Von den etwa 750 deutschen Gasversorgern erhöhen 329 die Gaspreise um durchschnittlich 15 Prozent - etwa 1,25 Cent pro Kilowattstunde. Auf einen durchschnittlichen Musterhaushalt mit einem Verbrauch von 20 000 Kilowattstunden (kWh) kommt damit eine jährliche Mehrbelastung von 213 Euro zu.

Die größte Preiserhöhung haben die Stadtwerke Herne (Nordrhein-Westfalen) mit ganzen 31 Prozent angekündigt. Hier kommen auf den Musterhaushalt 392 Euro Mehrausgaben zu.

Peter Reese, Leiter Energiewirtschaft bei Verivox.de schätzt, dass bereits im November und Dezember weitere Gasversorger die Preise anheben werden.
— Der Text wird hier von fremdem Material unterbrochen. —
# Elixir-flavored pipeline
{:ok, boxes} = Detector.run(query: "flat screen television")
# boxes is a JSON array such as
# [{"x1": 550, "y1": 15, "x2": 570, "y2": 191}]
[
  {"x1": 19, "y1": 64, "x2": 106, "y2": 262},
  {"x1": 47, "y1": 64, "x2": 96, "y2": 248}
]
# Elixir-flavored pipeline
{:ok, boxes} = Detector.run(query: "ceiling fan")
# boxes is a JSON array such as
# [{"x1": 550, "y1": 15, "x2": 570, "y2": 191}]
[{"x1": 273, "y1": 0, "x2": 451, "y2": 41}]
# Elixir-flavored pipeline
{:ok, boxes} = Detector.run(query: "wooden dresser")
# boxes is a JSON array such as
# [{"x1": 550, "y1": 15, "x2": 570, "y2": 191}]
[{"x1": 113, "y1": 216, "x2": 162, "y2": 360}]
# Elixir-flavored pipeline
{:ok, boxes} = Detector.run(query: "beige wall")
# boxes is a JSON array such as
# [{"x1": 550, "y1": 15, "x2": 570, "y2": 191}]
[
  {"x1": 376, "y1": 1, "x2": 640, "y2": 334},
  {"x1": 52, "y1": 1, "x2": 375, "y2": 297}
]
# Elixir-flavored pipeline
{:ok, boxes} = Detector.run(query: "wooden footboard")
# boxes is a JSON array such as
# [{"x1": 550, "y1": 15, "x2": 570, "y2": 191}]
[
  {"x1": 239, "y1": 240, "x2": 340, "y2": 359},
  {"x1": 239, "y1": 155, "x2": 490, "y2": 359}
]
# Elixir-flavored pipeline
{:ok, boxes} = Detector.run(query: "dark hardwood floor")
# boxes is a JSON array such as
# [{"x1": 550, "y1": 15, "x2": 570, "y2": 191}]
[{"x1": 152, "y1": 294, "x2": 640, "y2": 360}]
Da passt die Nachricht, dass bereits 29 andere Gasanbieter Preiserhöhungen um durchschnittlich 13 Prozent zum 1.November angekündigt haben. Auch bei diesen Preiserhöhungen gibt es starke Schwankungen, fünf der Anbieter werden die Preise um über 20 Prozent anheben - die Stadtwerke Zirndorf beispielsweise um 24 Prozent.

Seit dem 1.Januar 2005 sind die durchschnittlichen Kosten für Gaskunden in Deutschland um über 40 Prozent gestiegen.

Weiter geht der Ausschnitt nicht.